DÍA DE LA MADRE
Hay cosas que no se enseñan.
Se hereda.
Tres generaciones separan a Don Antonio Fluxá de sus
nietos. Lo que comenzó en el taller del abuelo sigue
vivo en cada par que hoy lleva el nombre Lottusse: un
gesto aprendido, una forma de mirar, una manera de
hacer que no se escribe en ningún manual.
El legado no se enseña.
Se transmite. Maribel Fluxá y Aina Fluxá, forman parte respectivamente
de la cuarta y quinta generación de Lottusse.

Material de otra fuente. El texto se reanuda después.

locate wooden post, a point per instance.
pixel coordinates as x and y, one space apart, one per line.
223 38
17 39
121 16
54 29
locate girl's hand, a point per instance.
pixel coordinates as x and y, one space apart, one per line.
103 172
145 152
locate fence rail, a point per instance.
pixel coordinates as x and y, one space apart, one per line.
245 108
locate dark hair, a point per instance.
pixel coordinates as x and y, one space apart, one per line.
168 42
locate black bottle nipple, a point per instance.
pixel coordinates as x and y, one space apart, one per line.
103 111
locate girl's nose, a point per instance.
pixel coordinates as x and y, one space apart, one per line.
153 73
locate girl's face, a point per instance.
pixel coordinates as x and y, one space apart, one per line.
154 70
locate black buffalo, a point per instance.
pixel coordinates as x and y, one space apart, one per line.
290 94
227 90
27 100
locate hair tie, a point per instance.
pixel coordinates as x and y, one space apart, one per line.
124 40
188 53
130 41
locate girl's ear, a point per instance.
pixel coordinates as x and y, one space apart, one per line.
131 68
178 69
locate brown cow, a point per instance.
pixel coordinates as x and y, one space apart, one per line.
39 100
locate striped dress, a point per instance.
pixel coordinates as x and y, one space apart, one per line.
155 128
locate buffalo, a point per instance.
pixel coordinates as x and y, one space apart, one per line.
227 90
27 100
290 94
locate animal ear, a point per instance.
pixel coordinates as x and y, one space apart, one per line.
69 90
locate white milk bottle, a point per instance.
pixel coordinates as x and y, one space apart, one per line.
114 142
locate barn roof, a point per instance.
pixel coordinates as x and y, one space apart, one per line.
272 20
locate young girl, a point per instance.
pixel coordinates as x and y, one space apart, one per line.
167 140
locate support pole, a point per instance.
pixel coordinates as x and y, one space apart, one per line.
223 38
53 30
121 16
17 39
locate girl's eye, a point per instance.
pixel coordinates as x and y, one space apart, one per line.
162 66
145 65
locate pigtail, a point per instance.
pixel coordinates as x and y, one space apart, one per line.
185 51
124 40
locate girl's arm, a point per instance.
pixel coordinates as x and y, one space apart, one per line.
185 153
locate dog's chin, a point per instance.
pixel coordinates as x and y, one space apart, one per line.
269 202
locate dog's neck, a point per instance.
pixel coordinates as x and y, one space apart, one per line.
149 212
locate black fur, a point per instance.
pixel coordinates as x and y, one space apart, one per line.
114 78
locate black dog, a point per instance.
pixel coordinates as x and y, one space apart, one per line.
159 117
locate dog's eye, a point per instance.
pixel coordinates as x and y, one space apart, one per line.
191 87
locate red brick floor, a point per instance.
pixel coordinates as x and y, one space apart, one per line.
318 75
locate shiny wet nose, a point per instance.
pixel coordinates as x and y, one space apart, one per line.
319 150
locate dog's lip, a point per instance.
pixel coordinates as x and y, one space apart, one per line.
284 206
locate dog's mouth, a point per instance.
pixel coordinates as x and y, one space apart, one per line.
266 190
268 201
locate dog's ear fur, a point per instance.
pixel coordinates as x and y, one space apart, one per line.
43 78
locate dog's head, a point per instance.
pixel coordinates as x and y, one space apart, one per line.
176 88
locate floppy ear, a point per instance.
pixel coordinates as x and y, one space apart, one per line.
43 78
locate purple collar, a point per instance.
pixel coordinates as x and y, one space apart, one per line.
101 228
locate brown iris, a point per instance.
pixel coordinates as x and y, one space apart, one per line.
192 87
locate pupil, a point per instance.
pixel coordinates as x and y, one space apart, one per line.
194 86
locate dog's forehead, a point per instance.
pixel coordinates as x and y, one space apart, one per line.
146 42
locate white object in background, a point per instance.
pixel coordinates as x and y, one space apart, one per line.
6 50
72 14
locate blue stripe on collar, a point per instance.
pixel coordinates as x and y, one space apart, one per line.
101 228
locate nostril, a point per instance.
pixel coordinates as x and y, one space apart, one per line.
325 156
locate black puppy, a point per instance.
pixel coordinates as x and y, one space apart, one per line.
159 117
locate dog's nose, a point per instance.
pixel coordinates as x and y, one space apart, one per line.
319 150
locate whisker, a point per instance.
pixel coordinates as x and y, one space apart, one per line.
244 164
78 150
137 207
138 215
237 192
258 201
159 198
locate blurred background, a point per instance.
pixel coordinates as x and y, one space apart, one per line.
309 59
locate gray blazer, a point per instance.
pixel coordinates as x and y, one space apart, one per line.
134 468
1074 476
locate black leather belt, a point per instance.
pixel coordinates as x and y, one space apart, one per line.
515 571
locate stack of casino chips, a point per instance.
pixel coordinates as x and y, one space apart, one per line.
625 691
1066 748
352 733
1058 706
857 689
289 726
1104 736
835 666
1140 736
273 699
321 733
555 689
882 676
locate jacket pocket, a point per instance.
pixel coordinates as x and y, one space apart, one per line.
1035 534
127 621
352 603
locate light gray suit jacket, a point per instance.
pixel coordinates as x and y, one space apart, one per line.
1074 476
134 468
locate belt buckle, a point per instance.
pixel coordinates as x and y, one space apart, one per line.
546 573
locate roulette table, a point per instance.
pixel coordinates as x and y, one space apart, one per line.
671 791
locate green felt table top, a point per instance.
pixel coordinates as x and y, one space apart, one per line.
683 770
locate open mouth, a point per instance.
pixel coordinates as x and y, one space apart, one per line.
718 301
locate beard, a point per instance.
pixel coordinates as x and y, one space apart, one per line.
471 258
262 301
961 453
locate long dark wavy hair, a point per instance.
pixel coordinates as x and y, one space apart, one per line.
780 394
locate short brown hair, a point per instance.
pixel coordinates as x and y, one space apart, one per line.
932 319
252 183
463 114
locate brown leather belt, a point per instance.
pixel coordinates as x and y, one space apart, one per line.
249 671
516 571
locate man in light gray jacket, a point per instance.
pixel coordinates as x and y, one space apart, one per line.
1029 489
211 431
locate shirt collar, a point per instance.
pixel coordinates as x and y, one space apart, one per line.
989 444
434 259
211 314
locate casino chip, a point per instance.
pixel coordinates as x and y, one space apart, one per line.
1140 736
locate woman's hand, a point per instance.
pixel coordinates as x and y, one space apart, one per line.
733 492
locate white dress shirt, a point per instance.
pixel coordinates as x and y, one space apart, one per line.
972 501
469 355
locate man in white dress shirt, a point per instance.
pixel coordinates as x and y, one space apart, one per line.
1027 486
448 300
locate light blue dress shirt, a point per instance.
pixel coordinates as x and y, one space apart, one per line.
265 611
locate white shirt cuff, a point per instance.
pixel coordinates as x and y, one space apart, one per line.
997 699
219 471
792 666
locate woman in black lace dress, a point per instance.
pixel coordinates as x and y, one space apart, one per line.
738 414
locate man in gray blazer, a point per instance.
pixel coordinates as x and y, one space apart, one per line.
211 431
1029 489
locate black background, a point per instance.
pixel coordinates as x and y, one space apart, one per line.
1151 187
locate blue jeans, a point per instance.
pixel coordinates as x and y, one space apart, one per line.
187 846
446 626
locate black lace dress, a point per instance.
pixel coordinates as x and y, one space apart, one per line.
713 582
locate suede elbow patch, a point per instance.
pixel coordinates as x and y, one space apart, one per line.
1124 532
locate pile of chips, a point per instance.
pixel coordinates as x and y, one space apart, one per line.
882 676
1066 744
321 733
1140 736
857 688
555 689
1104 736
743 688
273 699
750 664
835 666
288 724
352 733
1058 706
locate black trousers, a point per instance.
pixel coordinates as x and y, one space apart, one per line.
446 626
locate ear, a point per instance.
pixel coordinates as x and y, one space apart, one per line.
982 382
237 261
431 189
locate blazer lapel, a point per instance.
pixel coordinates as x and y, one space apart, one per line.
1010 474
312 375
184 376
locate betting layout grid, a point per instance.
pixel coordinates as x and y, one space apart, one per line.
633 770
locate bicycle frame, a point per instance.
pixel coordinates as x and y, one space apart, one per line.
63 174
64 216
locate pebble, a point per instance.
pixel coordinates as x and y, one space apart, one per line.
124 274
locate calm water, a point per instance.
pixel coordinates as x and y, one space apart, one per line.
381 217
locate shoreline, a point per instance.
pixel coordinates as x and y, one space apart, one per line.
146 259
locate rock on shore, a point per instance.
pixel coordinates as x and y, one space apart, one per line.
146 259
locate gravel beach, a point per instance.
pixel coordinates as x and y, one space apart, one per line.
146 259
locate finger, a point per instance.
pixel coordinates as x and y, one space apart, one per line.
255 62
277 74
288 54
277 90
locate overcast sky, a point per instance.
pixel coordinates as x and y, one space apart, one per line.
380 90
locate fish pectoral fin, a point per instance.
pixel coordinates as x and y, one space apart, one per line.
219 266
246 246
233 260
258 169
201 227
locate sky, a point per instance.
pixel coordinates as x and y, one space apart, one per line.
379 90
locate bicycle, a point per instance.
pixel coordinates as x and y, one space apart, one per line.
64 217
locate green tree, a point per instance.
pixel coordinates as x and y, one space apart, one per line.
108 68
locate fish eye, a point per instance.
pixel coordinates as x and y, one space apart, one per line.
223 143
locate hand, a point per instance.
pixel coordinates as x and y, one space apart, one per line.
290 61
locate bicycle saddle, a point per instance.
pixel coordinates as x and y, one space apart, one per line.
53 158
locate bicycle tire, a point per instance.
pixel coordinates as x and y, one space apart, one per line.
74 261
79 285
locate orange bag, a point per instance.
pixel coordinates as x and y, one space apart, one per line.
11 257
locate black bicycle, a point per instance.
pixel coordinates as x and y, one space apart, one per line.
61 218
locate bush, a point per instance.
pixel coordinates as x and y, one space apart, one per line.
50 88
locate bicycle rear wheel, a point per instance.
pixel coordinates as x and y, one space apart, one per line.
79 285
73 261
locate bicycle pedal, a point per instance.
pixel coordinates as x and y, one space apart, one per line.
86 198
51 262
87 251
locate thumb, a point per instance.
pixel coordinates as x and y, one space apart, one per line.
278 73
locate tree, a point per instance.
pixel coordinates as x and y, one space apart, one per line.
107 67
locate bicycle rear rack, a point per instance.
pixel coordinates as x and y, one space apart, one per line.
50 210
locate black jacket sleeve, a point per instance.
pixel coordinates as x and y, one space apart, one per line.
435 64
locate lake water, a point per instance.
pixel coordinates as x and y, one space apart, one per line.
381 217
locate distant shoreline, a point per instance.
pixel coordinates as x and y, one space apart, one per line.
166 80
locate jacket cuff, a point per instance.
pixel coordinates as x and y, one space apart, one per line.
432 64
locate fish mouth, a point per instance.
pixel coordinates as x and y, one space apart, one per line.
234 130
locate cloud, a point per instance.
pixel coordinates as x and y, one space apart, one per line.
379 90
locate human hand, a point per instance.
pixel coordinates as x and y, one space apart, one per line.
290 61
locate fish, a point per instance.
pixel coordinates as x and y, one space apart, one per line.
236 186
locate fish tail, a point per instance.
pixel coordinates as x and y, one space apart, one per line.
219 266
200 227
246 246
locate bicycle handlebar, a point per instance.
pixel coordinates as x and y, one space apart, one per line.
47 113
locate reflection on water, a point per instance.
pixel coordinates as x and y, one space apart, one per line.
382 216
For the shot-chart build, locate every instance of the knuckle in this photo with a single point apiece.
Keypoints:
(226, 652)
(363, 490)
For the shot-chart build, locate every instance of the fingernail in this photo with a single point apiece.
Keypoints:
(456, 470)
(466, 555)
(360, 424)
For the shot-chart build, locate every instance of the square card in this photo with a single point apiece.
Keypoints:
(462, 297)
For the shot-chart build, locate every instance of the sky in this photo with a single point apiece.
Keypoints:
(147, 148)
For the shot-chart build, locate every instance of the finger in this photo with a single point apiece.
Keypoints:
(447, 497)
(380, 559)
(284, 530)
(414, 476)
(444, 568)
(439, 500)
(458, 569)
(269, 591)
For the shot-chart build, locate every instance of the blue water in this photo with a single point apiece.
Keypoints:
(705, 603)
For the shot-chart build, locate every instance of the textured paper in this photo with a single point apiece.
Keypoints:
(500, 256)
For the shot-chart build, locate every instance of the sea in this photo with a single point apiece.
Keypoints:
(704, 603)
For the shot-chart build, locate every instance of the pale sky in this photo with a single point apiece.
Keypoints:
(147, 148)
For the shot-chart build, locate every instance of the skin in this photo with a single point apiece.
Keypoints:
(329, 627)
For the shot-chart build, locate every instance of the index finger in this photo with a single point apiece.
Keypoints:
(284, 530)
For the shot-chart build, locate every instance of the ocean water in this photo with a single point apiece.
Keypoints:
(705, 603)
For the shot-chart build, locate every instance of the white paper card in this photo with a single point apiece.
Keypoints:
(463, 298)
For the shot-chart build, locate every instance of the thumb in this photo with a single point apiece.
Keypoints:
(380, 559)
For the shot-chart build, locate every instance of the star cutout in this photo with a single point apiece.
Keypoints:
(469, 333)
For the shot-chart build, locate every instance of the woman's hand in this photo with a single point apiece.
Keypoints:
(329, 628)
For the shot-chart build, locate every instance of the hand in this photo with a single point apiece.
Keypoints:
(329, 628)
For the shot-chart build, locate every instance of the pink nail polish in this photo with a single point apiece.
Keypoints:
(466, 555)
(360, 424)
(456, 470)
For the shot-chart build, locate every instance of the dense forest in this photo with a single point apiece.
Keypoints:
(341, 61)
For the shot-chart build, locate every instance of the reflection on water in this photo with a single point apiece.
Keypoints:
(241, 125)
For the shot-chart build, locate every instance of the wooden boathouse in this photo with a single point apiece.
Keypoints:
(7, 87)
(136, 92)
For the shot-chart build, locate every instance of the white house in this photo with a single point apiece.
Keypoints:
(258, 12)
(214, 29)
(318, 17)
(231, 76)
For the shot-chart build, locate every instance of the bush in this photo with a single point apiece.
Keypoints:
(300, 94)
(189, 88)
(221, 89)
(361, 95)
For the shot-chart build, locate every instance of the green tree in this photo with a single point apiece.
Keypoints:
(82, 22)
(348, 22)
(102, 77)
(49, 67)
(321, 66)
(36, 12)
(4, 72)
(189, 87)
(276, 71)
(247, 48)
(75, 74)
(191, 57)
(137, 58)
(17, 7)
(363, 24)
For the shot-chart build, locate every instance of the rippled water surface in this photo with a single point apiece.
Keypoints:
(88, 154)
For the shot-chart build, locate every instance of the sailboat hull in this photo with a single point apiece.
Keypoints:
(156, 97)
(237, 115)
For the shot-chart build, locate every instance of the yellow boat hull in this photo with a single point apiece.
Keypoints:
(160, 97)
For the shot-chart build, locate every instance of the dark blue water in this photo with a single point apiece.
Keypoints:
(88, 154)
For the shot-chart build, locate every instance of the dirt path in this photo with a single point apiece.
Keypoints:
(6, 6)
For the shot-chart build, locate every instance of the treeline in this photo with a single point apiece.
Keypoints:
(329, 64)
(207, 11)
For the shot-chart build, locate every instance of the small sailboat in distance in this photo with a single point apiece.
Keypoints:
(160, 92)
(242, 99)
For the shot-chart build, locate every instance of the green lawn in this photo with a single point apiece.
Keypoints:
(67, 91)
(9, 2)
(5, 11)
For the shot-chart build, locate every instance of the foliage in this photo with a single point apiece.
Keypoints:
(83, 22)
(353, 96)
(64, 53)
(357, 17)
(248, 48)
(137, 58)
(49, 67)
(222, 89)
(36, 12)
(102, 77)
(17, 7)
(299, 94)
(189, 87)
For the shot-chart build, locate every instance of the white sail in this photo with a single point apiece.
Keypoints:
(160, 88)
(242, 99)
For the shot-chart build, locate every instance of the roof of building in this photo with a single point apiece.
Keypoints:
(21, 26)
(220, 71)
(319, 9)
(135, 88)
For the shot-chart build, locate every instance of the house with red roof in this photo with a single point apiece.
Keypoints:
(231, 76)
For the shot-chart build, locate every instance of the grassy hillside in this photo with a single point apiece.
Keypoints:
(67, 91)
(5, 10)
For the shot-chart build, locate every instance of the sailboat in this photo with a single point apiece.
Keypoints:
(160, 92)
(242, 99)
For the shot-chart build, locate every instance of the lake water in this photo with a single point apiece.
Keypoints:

Descubre la selección a continuación.
Recuerdo cómo mi madre
me ponía la película Spirit,
y yo me quedaba fascinada,
sintiendo una mezcla de
admiración y emoción.
Desde muy pequeña, incluso antes de entender
muchas cosas, ya sentía una atracción especial por
los caballos.
Mi abuelo, Antonio Fluxá,
nunca montó pero le
fascinaba la nobleza
y elegancia de los caballos,
y me transmitió ese amor
hacia ellos.
Hoy puedo decir que los caballos no son solo una
parte de mi vida, son una parte de mí. Han estado
presentes en mi crecimiento, en mis aprendizajes,
en mis emociones.

Me han ayudado a convertirme en quien soy,
gracias a mi madre y siguen acompañándome en
quien quiero ser.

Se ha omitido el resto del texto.